The Prairie Print Makers’ annual gift prints testify to the groups’ high regard for craftsmanship and their enthusiasm for all printmaking mediums. The Gift Prints included seven etchings, four drypoints, four aquatints, one linocut, one color block print, one colored etching, three wood engravings, and seven lithographs. In all, thirty four gift prints were issued annually from 1931 until 1965 with the exception of 1963, when no gift print was issued. Thompson-O'Neill and Foreman in their 1981 catalog, The Prairie Print Makers, summarized the essential facts concerning the gift prints: the artist was selected by a committee, usually the group's three officers, and the artist was paid $150 (the society paid for the expense of printing, matting, and mailing).

 

The print was usually made during the summer, after annual dues were collected, and it was distributed in November with an illustrated biographical brochure.

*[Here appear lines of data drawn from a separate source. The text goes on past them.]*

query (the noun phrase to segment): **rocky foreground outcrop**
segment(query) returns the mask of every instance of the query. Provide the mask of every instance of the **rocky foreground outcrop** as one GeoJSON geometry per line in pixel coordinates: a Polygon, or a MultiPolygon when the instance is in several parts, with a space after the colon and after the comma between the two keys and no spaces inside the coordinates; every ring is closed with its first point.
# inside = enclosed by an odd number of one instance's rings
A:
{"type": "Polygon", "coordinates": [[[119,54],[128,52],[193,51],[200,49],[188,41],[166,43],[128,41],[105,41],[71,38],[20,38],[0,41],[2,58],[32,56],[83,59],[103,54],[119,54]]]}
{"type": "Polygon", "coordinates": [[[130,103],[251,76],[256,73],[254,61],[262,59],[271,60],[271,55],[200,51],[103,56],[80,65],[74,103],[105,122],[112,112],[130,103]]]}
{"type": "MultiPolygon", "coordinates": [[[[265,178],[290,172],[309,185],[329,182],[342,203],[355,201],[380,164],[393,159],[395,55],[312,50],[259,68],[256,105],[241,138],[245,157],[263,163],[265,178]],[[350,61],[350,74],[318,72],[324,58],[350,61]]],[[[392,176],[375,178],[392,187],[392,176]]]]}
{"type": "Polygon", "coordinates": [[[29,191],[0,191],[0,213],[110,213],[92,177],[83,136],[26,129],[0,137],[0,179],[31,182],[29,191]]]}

Printing (usually in an edition of 200) was done either by the artist, Western Lithograph in Wichita, George C. Miller in New York, Lynton Kistler in Los Angeles, or by member artists, James Swann and James D. Havens.

 

The group’s dedication to craftsmanship is also evident in the letterpress book produced by two of the members in collaboration with the poet Everett Scrogin, several years before the formation of the group. This book, Other Days in Pictures and Verse, was published in 1928 in an edition of 100. It featured the woodcut illustrations by Hershel Logan and decorative borders by C.A. Seward, and is a nostalgic evocation of the simple and good life threatened by the encroachment of modern times.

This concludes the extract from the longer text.